2013: Ryan Mathews, Danny Woodhead, Ronnie Brown, Le’Ron McClain
2017: Melvin Gordon, Branden Oliver, Kenneth Farrow, Kenjon Barner, Derek Watt
I have to favor the 2013 crop here; Mathews carried the Bolts to the playoffs with *almost* four consecutive 100-yard games to finish the season but broke down during the playoff loss in Denver. Woodhead backed Mathews up with over 1000 total yards and who can forget Ronnie Brown’s playoff win-clinching touchdown in Cincinnati? The current group lacks depth behind star back Melvin Gordon, which is a major issue considering Chargers’ medical history. The No.2 spot behind Gordon should be one of the biggest competitions in camp.
2013: Malcom Floyd, Danario Alexander, Keenan Allen, Vincent Brown, Eddie Royal
2017: Keenan Allen, Tyrell Williams, Mike Williams, Dontrelle Inman, Travis Benjamin
We all know the story here. Rookie Keenan Allen was buried on the depth at the start of ’13 and almost quit the team. Both Floyd and Alexander went down within the first few weeks and Allen came on and powered the Chargers to the playoffs with over 1,000 yards and 8 TDs. Unfortunately, due to injuries, Keenan hasn’t quite recaptured this form over a full season. With those injury problems, it’s a good thing the team finally has some other options for Rivers at receiver, led by emerging prospect Tyrell Williams and first-round pick Mike Williams.
2013: Antonio Gates, Ladarius Green, John Phillips
2017: Hunter Henry, Antonio Gates, Jeff Cumberland
The main difference here is former 2nd round pick, Hunter Henry. Henry is almost the full package tight end: his size, blocking ability and very good hands take the ’17 group to the next level.

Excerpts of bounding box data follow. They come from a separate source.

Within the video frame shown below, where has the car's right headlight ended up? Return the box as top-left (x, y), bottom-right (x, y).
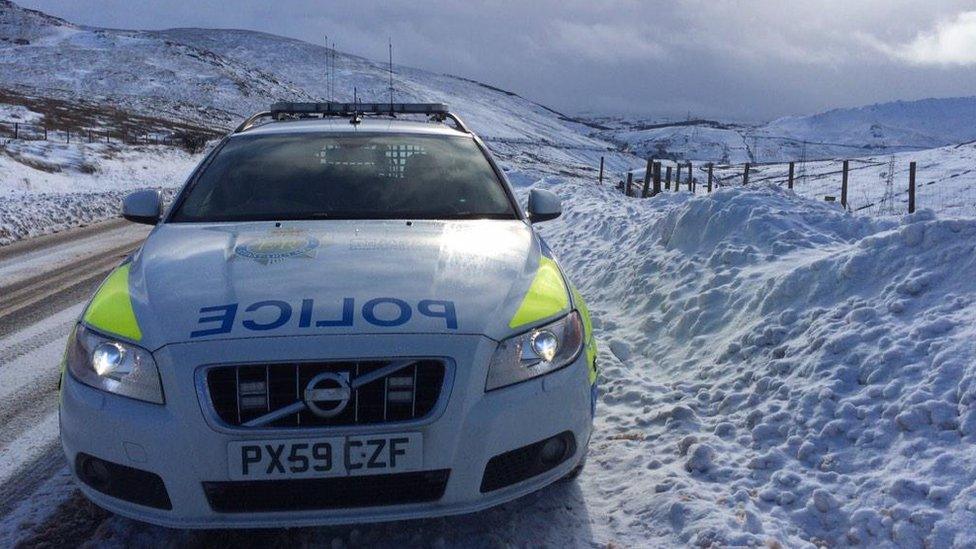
top-left (65, 324), bottom-right (165, 404)
top-left (485, 311), bottom-right (583, 391)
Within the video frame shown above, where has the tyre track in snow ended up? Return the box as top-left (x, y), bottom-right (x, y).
top-left (0, 220), bottom-right (148, 544)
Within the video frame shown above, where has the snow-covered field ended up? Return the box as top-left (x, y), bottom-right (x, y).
top-left (547, 180), bottom-right (976, 547)
top-left (593, 97), bottom-right (976, 163)
top-left (0, 140), bottom-right (200, 245)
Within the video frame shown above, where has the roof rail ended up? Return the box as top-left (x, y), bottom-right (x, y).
top-left (234, 102), bottom-right (471, 133)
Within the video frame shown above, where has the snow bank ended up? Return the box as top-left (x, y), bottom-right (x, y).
top-left (543, 182), bottom-right (976, 546)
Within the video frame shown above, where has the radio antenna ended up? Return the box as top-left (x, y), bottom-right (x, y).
top-left (325, 34), bottom-right (332, 103)
top-left (388, 38), bottom-right (393, 116)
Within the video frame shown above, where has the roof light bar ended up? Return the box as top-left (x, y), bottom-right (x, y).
top-left (271, 102), bottom-right (450, 118)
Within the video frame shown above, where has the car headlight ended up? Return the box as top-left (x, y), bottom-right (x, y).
top-left (65, 324), bottom-right (164, 404)
top-left (485, 311), bottom-right (583, 391)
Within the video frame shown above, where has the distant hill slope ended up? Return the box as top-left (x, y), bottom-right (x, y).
top-left (594, 97), bottom-right (976, 163)
top-left (0, 0), bottom-right (608, 150)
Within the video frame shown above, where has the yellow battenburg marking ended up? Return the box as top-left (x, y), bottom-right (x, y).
top-left (508, 256), bottom-right (569, 328)
top-left (82, 264), bottom-right (142, 341)
top-left (570, 285), bottom-right (597, 385)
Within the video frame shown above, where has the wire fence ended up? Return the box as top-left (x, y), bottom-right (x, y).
top-left (599, 153), bottom-right (976, 217)
top-left (0, 120), bottom-right (192, 146)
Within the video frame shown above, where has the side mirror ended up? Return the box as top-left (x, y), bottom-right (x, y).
top-left (122, 190), bottom-right (163, 225)
top-left (529, 189), bottom-right (563, 223)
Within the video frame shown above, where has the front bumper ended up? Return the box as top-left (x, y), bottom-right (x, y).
top-left (61, 335), bottom-right (592, 528)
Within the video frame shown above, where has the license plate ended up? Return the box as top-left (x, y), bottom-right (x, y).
top-left (227, 433), bottom-right (424, 480)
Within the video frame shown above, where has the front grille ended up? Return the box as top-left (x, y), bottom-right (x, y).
top-left (203, 469), bottom-right (451, 513)
top-left (206, 359), bottom-right (445, 428)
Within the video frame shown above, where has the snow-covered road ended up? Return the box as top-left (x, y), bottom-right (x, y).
top-left (0, 220), bottom-right (148, 546)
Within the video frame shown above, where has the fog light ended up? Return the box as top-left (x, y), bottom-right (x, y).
top-left (81, 458), bottom-right (112, 490)
top-left (539, 436), bottom-right (566, 465)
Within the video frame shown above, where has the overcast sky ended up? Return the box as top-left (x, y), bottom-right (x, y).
top-left (15, 0), bottom-right (976, 120)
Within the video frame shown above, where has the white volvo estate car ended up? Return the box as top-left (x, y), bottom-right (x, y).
top-left (60, 103), bottom-right (597, 528)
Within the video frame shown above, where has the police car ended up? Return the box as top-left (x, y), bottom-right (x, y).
top-left (60, 103), bottom-right (597, 528)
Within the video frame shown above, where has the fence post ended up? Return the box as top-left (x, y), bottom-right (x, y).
top-left (908, 162), bottom-right (915, 213)
top-left (641, 158), bottom-right (654, 198)
top-left (651, 162), bottom-right (661, 196)
top-left (840, 160), bottom-right (850, 210)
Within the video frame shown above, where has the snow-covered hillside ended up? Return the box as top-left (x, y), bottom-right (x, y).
top-left (0, 0), bottom-right (610, 150)
top-left (547, 186), bottom-right (976, 547)
top-left (594, 97), bottom-right (976, 163)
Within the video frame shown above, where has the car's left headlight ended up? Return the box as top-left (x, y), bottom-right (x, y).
top-left (485, 311), bottom-right (583, 391)
top-left (65, 324), bottom-right (165, 404)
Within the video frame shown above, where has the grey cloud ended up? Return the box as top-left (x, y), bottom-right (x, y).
top-left (21, 0), bottom-right (976, 119)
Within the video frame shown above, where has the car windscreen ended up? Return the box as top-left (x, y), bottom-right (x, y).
top-left (170, 133), bottom-right (518, 222)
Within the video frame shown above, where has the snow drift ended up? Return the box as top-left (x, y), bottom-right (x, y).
top-left (550, 183), bottom-right (976, 546)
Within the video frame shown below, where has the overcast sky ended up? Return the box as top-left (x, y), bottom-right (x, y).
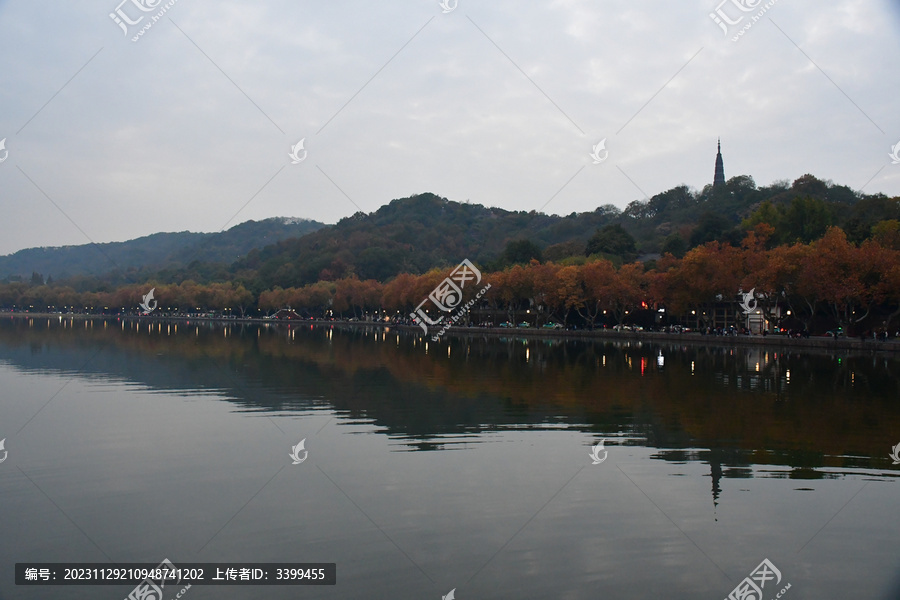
top-left (0, 0), bottom-right (900, 254)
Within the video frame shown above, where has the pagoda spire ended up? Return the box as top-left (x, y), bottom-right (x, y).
top-left (713, 138), bottom-right (725, 187)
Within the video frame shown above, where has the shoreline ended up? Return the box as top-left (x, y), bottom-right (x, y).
top-left (7, 312), bottom-right (900, 353)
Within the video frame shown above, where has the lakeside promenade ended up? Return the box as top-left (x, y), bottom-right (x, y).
top-left (8, 312), bottom-right (900, 353)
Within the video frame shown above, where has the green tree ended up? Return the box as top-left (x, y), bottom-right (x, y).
top-left (585, 223), bottom-right (637, 258)
top-left (500, 240), bottom-right (543, 265)
top-left (660, 233), bottom-right (688, 258)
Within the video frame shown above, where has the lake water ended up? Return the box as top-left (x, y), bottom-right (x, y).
top-left (0, 316), bottom-right (900, 600)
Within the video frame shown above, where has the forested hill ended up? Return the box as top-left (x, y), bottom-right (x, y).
top-left (0, 218), bottom-right (325, 280)
top-left (234, 193), bottom-right (619, 287)
top-left (230, 175), bottom-right (900, 290)
top-left (8, 175), bottom-right (900, 293)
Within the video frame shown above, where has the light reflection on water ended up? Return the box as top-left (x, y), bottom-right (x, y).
top-left (0, 319), bottom-right (900, 599)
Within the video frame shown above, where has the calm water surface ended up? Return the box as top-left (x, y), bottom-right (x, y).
top-left (0, 317), bottom-right (900, 600)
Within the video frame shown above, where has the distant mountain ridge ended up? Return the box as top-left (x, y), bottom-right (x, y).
top-left (0, 217), bottom-right (326, 280)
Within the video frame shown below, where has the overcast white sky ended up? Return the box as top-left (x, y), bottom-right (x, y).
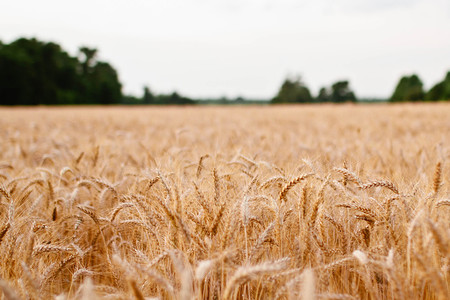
top-left (0, 0), bottom-right (450, 98)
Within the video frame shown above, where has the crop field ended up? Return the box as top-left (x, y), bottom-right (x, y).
top-left (0, 103), bottom-right (450, 300)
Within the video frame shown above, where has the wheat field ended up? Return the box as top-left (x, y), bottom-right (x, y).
top-left (0, 103), bottom-right (450, 300)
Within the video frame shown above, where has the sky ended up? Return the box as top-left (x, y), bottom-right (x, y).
top-left (0, 0), bottom-right (450, 99)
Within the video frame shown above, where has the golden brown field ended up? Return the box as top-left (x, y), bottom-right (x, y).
top-left (0, 104), bottom-right (450, 299)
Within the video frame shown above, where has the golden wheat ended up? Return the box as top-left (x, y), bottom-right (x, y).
top-left (0, 103), bottom-right (450, 300)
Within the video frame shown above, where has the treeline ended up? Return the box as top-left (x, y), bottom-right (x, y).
top-left (0, 38), bottom-right (195, 105)
top-left (272, 71), bottom-right (450, 103)
top-left (272, 76), bottom-right (357, 103)
top-left (0, 38), bottom-right (450, 105)
top-left (0, 38), bottom-right (122, 105)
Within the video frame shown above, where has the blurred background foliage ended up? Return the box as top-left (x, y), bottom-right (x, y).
top-left (0, 38), bottom-right (450, 105)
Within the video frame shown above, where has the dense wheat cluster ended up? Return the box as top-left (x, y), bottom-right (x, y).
top-left (0, 104), bottom-right (450, 299)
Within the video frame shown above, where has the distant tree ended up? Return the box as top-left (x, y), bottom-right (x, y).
top-left (391, 74), bottom-right (425, 101)
top-left (0, 38), bottom-right (80, 105)
top-left (330, 80), bottom-right (356, 103)
top-left (0, 38), bottom-right (122, 105)
top-left (272, 76), bottom-right (312, 103)
top-left (425, 71), bottom-right (450, 101)
top-left (142, 86), bottom-right (155, 104)
top-left (316, 87), bottom-right (331, 102)
top-left (79, 46), bottom-right (98, 74)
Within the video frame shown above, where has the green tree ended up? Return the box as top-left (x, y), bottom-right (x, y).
top-left (316, 87), bottom-right (331, 102)
top-left (0, 38), bottom-right (79, 105)
top-left (425, 71), bottom-right (450, 101)
top-left (0, 38), bottom-right (122, 105)
top-left (142, 86), bottom-right (155, 104)
top-left (330, 80), bottom-right (356, 103)
top-left (391, 74), bottom-right (425, 101)
top-left (272, 76), bottom-right (312, 103)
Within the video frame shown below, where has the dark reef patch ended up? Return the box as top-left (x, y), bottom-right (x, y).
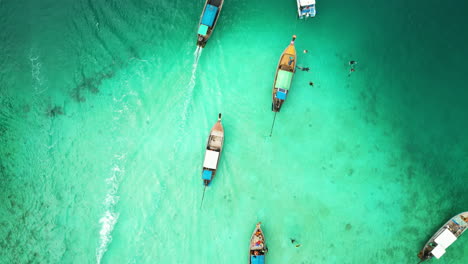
top-left (47, 106), bottom-right (64, 117)
top-left (70, 67), bottom-right (115, 102)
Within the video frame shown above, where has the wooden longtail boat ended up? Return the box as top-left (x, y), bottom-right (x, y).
top-left (202, 114), bottom-right (224, 186)
top-left (271, 35), bottom-right (296, 112)
top-left (197, 0), bottom-right (224, 48)
top-left (249, 222), bottom-right (268, 264)
top-left (418, 212), bottom-right (468, 262)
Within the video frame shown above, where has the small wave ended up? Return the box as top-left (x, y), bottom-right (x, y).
top-left (96, 164), bottom-right (124, 264)
top-left (29, 51), bottom-right (47, 94)
top-left (181, 46), bottom-right (203, 124)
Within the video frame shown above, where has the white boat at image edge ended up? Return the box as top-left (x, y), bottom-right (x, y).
top-left (296, 0), bottom-right (317, 19)
top-left (418, 212), bottom-right (468, 262)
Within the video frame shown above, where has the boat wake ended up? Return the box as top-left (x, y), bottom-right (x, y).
top-left (182, 46), bottom-right (203, 123)
top-left (96, 158), bottom-right (125, 264)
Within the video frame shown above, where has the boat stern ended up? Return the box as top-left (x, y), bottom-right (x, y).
top-left (297, 0), bottom-right (317, 19)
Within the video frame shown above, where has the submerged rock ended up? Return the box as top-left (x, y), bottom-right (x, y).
top-left (47, 106), bottom-right (64, 117)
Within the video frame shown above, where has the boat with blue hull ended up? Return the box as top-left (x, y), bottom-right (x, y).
top-left (249, 222), bottom-right (268, 264)
top-left (197, 0), bottom-right (224, 48)
top-left (296, 0), bottom-right (317, 19)
top-left (271, 35), bottom-right (297, 112)
top-left (418, 212), bottom-right (468, 263)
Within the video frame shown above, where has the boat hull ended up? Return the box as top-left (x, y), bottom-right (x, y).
top-left (271, 36), bottom-right (297, 112)
top-left (418, 212), bottom-right (468, 261)
top-left (202, 114), bottom-right (224, 186)
top-left (249, 222), bottom-right (268, 264)
top-left (197, 0), bottom-right (224, 48)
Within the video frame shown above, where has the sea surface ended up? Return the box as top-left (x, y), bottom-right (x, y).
top-left (0, 0), bottom-right (468, 264)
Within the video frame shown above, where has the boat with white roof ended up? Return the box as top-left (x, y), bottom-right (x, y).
top-left (202, 114), bottom-right (224, 186)
top-left (249, 222), bottom-right (268, 264)
top-left (296, 0), bottom-right (317, 19)
top-left (418, 212), bottom-right (468, 262)
top-left (197, 0), bottom-right (224, 48)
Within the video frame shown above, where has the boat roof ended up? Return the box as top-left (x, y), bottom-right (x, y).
top-left (434, 229), bottom-right (457, 248)
top-left (431, 245), bottom-right (445, 259)
top-left (203, 150), bottom-right (219, 170)
top-left (299, 0), bottom-right (315, 6)
top-left (275, 70), bottom-right (293, 90)
top-left (452, 215), bottom-right (468, 226)
top-left (250, 255), bottom-right (265, 264)
top-left (201, 5), bottom-right (218, 27)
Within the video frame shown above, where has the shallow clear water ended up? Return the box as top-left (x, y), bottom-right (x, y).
top-left (0, 0), bottom-right (468, 264)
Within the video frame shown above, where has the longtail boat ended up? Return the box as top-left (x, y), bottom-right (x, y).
top-left (418, 212), bottom-right (468, 262)
top-left (297, 0), bottom-right (317, 19)
top-left (202, 114), bottom-right (224, 186)
top-left (249, 222), bottom-right (268, 264)
top-left (197, 0), bottom-right (224, 48)
top-left (271, 35), bottom-right (296, 112)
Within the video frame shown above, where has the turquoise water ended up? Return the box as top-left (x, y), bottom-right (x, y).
top-left (0, 0), bottom-right (468, 264)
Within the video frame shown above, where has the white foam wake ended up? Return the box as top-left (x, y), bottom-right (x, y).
top-left (96, 162), bottom-right (124, 264)
top-left (178, 46), bottom-right (203, 124)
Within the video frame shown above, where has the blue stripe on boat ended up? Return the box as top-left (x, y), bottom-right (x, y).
top-left (250, 255), bottom-right (265, 264)
top-left (202, 170), bottom-right (213, 181)
top-left (202, 5), bottom-right (218, 27)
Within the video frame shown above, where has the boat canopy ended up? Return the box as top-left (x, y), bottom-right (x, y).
top-left (276, 89), bottom-right (286, 100)
top-left (452, 215), bottom-right (468, 226)
top-left (299, 0), bottom-right (315, 6)
top-left (198, 24), bottom-right (208, 36)
top-left (250, 255), bottom-right (265, 264)
top-left (202, 170), bottom-right (213, 181)
top-left (202, 5), bottom-right (218, 27)
top-left (275, 70), bottom-right (293, 90)
top-left (431, 245), bottom-right (445, 259)
top-left (203, 150), bottom-right (219, 170)
top-left (434, 229), bottom-right (457, 248)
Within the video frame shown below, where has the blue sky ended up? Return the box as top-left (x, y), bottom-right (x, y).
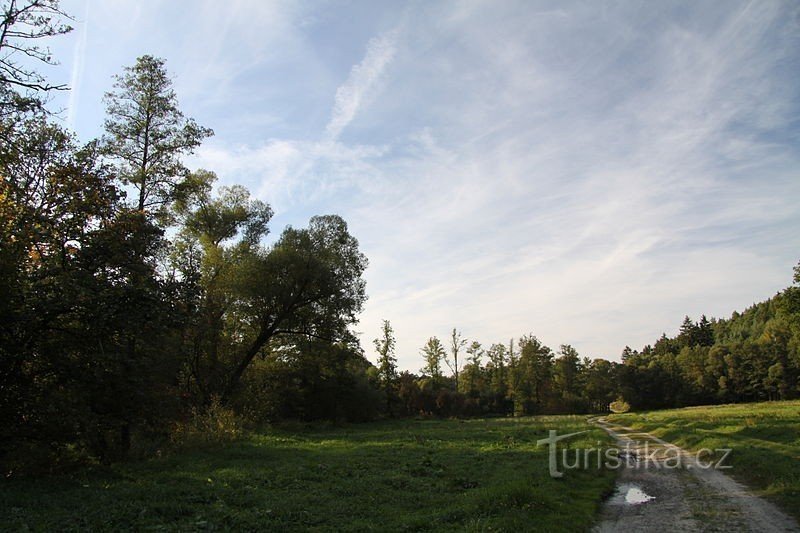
top-left (42, 0), bottom-right (800, 370)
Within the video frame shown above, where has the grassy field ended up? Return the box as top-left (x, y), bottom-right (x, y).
top-left (0, 416), bottom-right (614, 531)
top-left (608, 401), bottom-right (800, 519)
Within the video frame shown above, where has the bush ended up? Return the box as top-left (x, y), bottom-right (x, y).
top-left (609, 396), bottom-right (631, 413)
top-left (170, 398), bottom-right (247, 447)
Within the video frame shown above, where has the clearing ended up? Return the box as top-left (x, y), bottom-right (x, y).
top-left (0, 416), bottom-right (616, 531)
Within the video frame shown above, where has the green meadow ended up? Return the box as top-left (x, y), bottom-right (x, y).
top-left (0, 416), bottom-right (615, 531)
top-left (608, 400), bottom-right (800, 518)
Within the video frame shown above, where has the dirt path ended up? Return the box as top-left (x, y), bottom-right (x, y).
top-left (594, 418), bottom-right (800, 533)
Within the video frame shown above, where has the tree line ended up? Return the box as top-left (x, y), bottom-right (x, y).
top-left (0, 0), bottom-right (800, 474)
top-left (375, 264), bottom-right (800, 416)
top-left (0, 0), bottom-right (368, 465)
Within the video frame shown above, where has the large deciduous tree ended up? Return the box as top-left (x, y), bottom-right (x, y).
top-left (0, 0), bottom-right (72, 116)
top-left (104, 55), bottom-right (213, 214)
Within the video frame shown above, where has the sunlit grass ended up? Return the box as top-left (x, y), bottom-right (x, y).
top-left (0, 416), bottom-right (614, 531)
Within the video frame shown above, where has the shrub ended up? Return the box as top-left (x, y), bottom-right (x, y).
top-left (170, 398), bottom-right (246, 447)
top-left (609, 396), bottom-right (631, 413)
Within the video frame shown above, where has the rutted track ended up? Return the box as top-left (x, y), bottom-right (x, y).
top-left (594, 418), bottom-right (800, 533)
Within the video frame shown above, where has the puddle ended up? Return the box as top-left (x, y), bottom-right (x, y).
top-left (610, 483), bottom-right (655, 505)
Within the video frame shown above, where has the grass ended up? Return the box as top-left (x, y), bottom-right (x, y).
top-left (608, 401), bottom-right (800, 519)
top-left (0, 416), bottom-right (615, 531)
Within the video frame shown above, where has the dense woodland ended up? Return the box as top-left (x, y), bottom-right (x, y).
top-left (0, 0), bottom-right (800, 472)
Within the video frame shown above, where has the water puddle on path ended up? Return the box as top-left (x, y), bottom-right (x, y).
top-left (610, 483), bottom-right (655, 505)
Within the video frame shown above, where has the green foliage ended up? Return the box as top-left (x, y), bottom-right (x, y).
top-left (170, 398), bottom-right (247, 448)
top-left (103, 55), bottom-right (213, 212)
top-left (609, 397), bottom-right (631, 413)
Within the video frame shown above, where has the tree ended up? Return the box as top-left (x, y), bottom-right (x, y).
top-left (0, 0), bottom-right (72, 115)
top-left (103, 55), bottom-right (213, 215)
top-left (420, 337), bottom-right (447, 385)
top-left (372, 320), bottom-right (397, 414)
top-left (554, 344), bottom-right (583, 408)
top-left (444, 328), bottom-right (467, 391)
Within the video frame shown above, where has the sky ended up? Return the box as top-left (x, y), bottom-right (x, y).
top-left (39, 0), bottom-right (800, 371)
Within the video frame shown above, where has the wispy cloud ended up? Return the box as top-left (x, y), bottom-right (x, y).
top-left (67, 1), bottom-right (89, 129)
top-left (326, 29), bottom-right (398, 140)
top-left (64, 0), bottom-right (800, 369)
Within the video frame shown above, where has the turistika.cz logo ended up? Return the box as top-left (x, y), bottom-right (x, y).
top-left (536, 429), bottom-right (733, 478)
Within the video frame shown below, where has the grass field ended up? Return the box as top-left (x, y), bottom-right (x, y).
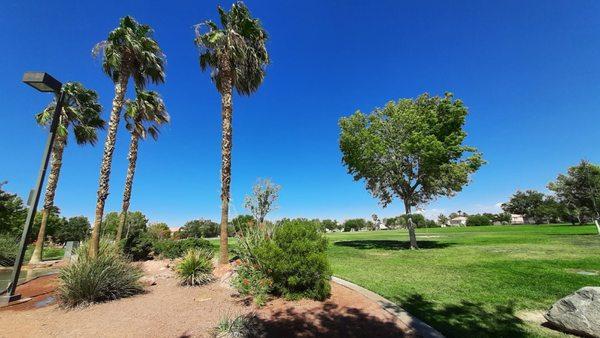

Gates is most likely entering his final year, aiming to get that record-breaking touchdown. Green showed lots of promise in ’13, especially in games vs Dallas and in Kansas City but injuries hit him hard.
2013: DJ Fluker, Jeromey Clary, Nick Hardwick, Johnnie Troutman, King Dunlap, Rich Ohrnberger, Chad Rinehart
2017: Joe Barksdale, Forest Lamp, Spencer Pulley, Dan Feeney, Russell Okung, Matt Slauson
The ’13 line managed to catapult Philip Rivers to the Pro Bowl for the 5th time after missing out the previous year. This was mainly down to the new additions Telesco has acquired through the draft, in DJ Fluker, but mainly free agency; Dunlap, Ohrnberger, and Rinehart. Unfortunately, most of these signings were only for the short term. Dunlap retired, and Fluker, released, were the last to leave during this offseason which prompted an overhaul of the current line. There is so much excitement over the potential of this new line, especially on the interior. The Chargers were happy to take both Lamp and Feeney a round earlier than they were taken so their value was incredible. These two, plus Pulley, could potentially be the core of the offensive line for many years.
As you’ll see in the next piece comparing the defense, it really was the offense who drove the Chargers to the playoffs in 2013. I don’t think it’ll need to be that one-sided if they make it in 2017, but it’s clear to see (on paper) that Telesco has done a nice job upgrading multiple positions.